Wenn indes die französischen Gewebe durch ihre Appretur, ihre Stärke, den Glanz und die Festigkeit der Farben alle andern übertreffen, so behauptet doch China für gewisse Artikel, namentlich Krepp, ein unbestreitbares Übergewicht, seine Seide ist bei gleichen, Preis reicher als die französische, und in der Art, die Maulbeerbäume zu ziehen und die Würmer zu pflegen, hat es den ersten Rang nicht verloren. Bemerkenswert ist, dass die meisten Provinzen, selbst die unter hohen Breiten, Seide erzeugen. In Europa hat sich die Seidenzucht über eine gewisse Zone hinaus bisher unausführbar gezeigt, es wäre somit interessant zu erfahren, durch welches Verfahren die Chinesen bei der zarten Natur der Seidenwürmer der Kälte Trotz bieten.

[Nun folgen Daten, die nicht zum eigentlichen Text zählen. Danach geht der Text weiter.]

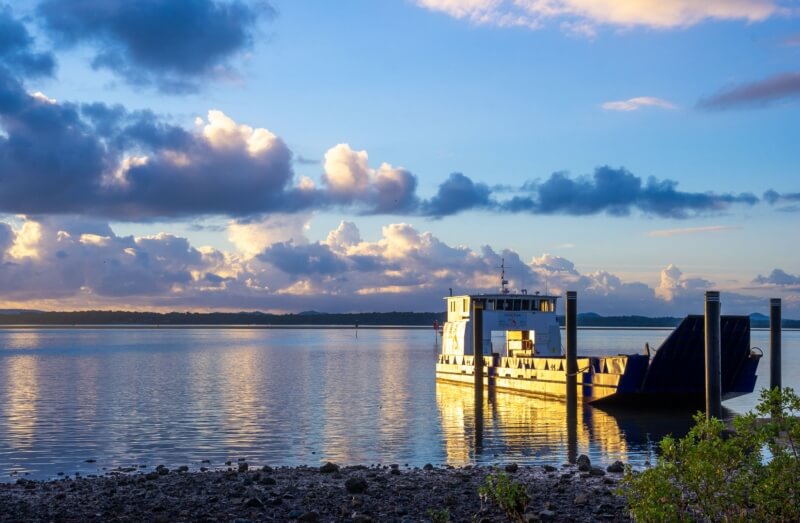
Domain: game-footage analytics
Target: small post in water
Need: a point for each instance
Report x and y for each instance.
(713, 356)
(477, 350)
(571, 320)
(775, 343)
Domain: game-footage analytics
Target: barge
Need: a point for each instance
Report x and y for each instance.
(531, 361)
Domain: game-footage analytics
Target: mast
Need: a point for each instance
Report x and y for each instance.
(503, 280)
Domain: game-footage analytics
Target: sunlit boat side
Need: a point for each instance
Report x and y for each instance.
(531, 362)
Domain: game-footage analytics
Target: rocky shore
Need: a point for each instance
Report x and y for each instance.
(390, 493)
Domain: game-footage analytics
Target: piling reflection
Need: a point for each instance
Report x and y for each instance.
(526, 429)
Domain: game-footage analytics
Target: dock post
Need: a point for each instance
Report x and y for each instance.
(571, 321)
(477, 350)
(775, 343)
(713, 356)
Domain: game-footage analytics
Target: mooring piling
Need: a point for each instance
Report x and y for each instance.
(713, 356)
(477, 350)
(571, 321)
(775, 343)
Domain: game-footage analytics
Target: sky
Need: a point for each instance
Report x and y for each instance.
(365, 155)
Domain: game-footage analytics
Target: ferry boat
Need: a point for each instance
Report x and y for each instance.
(532, 362)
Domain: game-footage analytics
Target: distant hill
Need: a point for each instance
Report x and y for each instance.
(587, 319)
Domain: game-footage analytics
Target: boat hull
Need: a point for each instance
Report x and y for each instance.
(674, 377)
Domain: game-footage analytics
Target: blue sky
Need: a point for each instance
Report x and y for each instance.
(622, 149)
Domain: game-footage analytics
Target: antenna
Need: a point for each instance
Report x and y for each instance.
(503, 280)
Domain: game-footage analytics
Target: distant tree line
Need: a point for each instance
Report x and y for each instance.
(25, 317)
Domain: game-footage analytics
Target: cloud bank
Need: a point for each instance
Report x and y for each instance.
(634, 104)
(171, 45)
(78, 263)
(756, 94)
(583, 16)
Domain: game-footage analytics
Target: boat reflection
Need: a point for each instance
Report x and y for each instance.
(537, 430)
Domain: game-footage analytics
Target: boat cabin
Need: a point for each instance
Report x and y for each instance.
(528, 321)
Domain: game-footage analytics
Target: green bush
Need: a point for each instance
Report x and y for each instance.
(509, 495)
(441, 515)
(749, 474)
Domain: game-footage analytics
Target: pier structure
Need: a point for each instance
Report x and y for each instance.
(705, 360)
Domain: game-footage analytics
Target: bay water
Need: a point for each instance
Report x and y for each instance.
(91, 400)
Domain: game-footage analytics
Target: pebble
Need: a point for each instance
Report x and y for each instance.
(329, 467)
(303, 494)
(356, 485)
(584, 463)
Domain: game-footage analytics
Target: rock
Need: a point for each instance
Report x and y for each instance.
(617, 467)
(329, 467)
(254, 502)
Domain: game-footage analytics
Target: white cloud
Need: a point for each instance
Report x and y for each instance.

Die berühmtesten Seidenarten in China sind die aus den Provinzen Schu-kiang und Kiang-su. Man unterscheidet drei Hauptqualitäten, die auf den Märkten Europas seit langer Zeit gekannt und geschätzt sind, nämlich: 1) Tsatli (von 7 Cotons abgesponnen), bemerkenswert durch ihre Weiße und ihren metallischen Glanz; sie wird zu den reichsten Geweben verwendet; 2) die Jun-faseide, etwas geringer als die vorhergehende, und 3) die Fay-samseide (großer Wurm), zur Fabrikation aller derjenigen Stoffe, die einen starken Faden erfordern, mit Nutzen verwendet.

Zu Kanton, Ningpo und Schanghai gibt es zahlreiche Seidenwebereien, auch findet man in diesen Städten die berühmten Seidenzeuche aus Nanking, Han-scheu und Su-tschu. Letzteres ist das Paris Chinas, seine Erzeugnisse haben den größten Ruf, und seine Frauen geben selbst in Peking die Gesetze des Geschmacks und der Mode. Das scheint nichtssagend, da die Moden in China ziemlich unwandelbar sind und Form und Schnitt der Kleider und Hüte allen Klassen durch die strengen Vorschriften des Buchs der Gebräuche vorgezeichnet ist; indes mögen wohl die Damen des himmlischen Reichs, obwohl in den Hintergrund des Hauses verwiesen, in der Sorge für ihren Putz eine Zerstreuung suchen, und manchmal die Stellung und Farbe der vorgeschriebenen Stickereien ihrer Kleider ändern. Von Su-tschu gehen nun diese Abänderungen aus, die sich denn nach und nach über alle Provinzen verbreiten. Es war für unseren Erzähler sehr interessant, diese berühmte Werkstätte der chinesischen Moden zu besuchen, darum machte er sich, in einen Chinesen maskiert, mit geschorenem Kopf und falschem Zopf von sehr ansehnlicher Länge, rüstig mit Sonnenschirm und Fächer versehen, auf den Weg und sammelte während eines zweitägigen Ausflugs seltsame Bemerkungen über die Fabriken von Su-tschu.

Die Webstühle der Chinesen sind von mannigfacher Form, im Allgemeinen aber unterscheiden sie sich wenig von den europäischen vor der Vervollkommnung durch Jacquard und seine Nachfolger. Die Fabriken, die man zu Kanton besuchen kann, enthalten selten über 6—8 Stühle; reiche Manufakturisten haben aber mehre Werkstätten in der Stadt und in den Vorstädten. Die Arbeiten werden bald nach dem Stück, bald nach Zeit bezahlt, aber immerhin sehr gering, denn ein geschickter Arbeiter verdient nur 8—12 Thlr. monatlich, was um so mäßiger erscheinen muss, da die Arbeiter 14, ja 16 Stunden des Tages arbeiten und Fest- und Feiertage in China unbekannt sind.

Die Ausfuhr von Seide und Seidenwaren aus China beträgt jährlich etwa 20 Mill. Thlr.; davon betrug die Rohseide im Jahre 1845 ungefähr 15 Mill. und die Gewebe 5 Mill. Thlr.